Das Interesse an romanhafter Schilderung der einstigen Bewohner unserer engeren und weiteren Heimat hatte schon im 19. Jahrhundert beim Erscheinen von J. D. Weinlands Roman „Rulaman“ geboomt. Der fellbekleidete Rulaman lebte – in der Phantasie seines Autors – im Raum Reutlingen; die aufgrund von viel weiter reichenden Frühgeschichtskenntnissen verfassten „Mammutjäger“ lebten eben im Lonetal, deren Höhlen Gustav Riek als einer der ersten auf ihre frühgeschichtliche Besiedlung hin erforschte und wo er erstaunliche plastische Tierdarstellungen und Höhlenmalereien entdeckte. Die „Mammutjäger“ waren in den ersten Jahrzehnten nach Erscheinen ein Hit der Kinder- und Jugendliteratur.

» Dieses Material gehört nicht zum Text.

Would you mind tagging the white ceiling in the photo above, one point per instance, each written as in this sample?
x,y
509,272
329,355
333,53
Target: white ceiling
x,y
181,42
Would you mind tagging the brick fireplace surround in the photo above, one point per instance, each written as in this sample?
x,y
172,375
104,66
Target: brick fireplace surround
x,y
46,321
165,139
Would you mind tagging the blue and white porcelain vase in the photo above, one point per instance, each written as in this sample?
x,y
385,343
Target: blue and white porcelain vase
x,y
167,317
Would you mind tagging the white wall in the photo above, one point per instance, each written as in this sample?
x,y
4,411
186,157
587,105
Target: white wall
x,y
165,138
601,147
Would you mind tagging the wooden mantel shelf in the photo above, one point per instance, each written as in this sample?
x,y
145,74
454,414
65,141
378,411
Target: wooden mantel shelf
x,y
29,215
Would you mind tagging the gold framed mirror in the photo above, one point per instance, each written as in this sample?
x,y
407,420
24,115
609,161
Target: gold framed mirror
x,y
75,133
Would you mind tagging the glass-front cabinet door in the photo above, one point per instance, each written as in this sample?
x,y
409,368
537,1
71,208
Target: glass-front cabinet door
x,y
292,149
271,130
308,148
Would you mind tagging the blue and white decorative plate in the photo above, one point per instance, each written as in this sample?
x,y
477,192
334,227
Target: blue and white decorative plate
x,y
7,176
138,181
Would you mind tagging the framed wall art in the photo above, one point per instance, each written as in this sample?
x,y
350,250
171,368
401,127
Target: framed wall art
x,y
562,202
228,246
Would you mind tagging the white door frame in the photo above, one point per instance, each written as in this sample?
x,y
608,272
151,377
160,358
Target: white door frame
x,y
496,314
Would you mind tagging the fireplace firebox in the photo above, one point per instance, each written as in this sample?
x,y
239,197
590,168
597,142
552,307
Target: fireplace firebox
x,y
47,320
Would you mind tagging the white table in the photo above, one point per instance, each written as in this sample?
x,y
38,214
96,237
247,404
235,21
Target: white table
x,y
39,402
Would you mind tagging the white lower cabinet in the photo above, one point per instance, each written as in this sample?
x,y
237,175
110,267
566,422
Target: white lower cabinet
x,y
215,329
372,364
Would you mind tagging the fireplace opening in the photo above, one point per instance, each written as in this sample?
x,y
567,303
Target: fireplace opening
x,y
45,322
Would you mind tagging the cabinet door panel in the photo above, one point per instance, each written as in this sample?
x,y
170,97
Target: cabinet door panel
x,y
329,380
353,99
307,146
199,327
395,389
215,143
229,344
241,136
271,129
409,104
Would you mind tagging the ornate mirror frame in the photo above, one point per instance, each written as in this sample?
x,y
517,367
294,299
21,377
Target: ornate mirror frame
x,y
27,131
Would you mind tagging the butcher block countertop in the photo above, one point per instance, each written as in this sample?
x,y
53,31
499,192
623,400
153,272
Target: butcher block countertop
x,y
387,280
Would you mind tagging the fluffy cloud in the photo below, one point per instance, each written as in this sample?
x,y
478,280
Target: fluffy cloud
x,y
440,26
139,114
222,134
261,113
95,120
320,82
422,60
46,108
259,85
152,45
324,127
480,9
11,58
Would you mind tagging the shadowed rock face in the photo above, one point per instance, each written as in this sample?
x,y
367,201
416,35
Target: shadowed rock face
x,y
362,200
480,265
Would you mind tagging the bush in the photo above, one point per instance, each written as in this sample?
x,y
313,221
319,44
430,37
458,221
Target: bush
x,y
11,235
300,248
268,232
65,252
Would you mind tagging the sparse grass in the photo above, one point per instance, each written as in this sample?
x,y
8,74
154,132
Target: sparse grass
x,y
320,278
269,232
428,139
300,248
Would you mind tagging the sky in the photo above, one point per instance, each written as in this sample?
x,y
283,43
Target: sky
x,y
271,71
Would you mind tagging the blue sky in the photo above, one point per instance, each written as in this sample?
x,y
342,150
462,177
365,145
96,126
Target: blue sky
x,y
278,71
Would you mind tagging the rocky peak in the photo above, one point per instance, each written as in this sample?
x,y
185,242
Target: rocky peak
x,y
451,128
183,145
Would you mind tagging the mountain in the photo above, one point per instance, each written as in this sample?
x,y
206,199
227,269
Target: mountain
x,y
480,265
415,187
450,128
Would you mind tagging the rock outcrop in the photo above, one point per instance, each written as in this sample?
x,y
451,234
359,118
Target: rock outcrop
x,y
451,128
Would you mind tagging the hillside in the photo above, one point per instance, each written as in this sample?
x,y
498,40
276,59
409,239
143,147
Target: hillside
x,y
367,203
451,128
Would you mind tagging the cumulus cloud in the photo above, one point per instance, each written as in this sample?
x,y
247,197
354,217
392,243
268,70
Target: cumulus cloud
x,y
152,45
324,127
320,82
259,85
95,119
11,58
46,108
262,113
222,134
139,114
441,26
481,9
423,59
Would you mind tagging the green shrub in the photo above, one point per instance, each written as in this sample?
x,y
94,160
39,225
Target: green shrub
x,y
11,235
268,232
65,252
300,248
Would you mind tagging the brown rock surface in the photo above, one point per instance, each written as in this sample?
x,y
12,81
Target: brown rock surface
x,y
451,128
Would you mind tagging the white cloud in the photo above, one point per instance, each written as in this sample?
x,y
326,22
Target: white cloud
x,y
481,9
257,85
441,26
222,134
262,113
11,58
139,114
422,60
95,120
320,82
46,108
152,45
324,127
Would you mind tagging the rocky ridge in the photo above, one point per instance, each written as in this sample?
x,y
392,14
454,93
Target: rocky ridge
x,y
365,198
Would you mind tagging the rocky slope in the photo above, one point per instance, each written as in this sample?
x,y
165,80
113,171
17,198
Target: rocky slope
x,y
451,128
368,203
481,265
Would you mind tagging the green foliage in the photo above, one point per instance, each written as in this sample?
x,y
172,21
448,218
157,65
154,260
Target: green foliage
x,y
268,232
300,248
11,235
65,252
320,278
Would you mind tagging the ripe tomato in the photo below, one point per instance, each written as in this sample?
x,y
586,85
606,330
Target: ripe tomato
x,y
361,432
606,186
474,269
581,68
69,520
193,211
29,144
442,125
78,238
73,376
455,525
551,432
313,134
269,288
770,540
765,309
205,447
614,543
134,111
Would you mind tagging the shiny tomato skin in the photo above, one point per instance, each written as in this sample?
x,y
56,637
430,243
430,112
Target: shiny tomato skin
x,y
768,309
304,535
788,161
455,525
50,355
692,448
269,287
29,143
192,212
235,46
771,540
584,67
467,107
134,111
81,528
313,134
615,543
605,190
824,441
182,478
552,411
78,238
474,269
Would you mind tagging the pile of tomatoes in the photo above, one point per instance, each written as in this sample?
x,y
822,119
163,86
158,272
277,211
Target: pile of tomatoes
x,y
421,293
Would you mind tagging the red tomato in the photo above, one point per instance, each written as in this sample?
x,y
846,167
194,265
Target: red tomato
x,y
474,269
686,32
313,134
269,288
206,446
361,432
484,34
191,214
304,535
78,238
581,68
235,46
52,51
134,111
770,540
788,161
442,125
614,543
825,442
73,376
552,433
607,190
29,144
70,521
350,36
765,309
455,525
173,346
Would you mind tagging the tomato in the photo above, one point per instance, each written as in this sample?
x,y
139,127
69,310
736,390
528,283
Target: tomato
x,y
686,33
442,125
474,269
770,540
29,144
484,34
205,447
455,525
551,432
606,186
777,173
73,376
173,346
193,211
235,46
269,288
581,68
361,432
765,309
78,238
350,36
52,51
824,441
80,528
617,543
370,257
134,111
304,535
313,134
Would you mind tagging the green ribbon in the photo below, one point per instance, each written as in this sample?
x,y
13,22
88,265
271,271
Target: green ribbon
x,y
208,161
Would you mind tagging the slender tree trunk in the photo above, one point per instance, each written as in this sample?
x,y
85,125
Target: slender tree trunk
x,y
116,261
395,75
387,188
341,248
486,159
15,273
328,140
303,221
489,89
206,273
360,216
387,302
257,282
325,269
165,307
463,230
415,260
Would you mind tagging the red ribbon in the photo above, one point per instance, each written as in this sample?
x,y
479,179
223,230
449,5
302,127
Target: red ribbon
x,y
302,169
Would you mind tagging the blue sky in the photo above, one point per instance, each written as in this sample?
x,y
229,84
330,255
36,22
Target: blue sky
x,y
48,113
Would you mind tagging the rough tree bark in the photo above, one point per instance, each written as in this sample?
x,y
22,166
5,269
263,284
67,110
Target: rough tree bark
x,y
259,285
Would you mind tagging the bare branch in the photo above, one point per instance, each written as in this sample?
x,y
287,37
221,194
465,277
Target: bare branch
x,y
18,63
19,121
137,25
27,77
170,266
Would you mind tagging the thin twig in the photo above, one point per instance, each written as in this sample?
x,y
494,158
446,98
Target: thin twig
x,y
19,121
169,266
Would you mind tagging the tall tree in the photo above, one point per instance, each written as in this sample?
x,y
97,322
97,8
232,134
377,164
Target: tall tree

Man darf annehmen, dass die Nachfrager heute vor allem Bücherfreunde sind, die das Buch einst zur Erstkommunion, zur Konfirmation, zu Weihnachten erhalten hatten und deren erstes Exemplar inzwischen verschlissen ist. Während wir als junge Leser an einer spannenden Story interessiert waren und die beiläufig einfließenden Informationen zur Frühgeschichte eben „mitnahmen“, weil es nicht anders ging, kann man als Erwachsener das Buch heute anders lesen.
Beim Anders-Lesen stieß der Verfasser dieser Zeilen auf einen Abschnitt, in dem der Autor sich vorstellt, wie vor etwa dreißigtausend Jahren auf der Alb männliche und weibliche Jugendliche sich begegnen, in unserem Fall der junge „Flinkfuß“ und die junge „Weißfeder“, vf hat im Folgenden einige Abschnitte aus dem Reprint ausgewählt, bei denen er den Eindruck hatte, dass hier eine geläufige Kritik an historischen Romanen sticht: Der Autor versetze Personen aus seiner Gegenwart in die beschriebene Vergangenheit; diese Figuren hatten Empfindungen, die zur Zeit des Autors üblich waren. Bildhaft gesprochen: Ein Roman-Römer sollte statt der Toga und des Purpurs eher ein Jackett tragen, und der beschriebene Roman-Hurone sollte nicht im Kanu über die Großen Seen fahren, sondern im Cadillac über einen Highway des 20. Jahrhunderts.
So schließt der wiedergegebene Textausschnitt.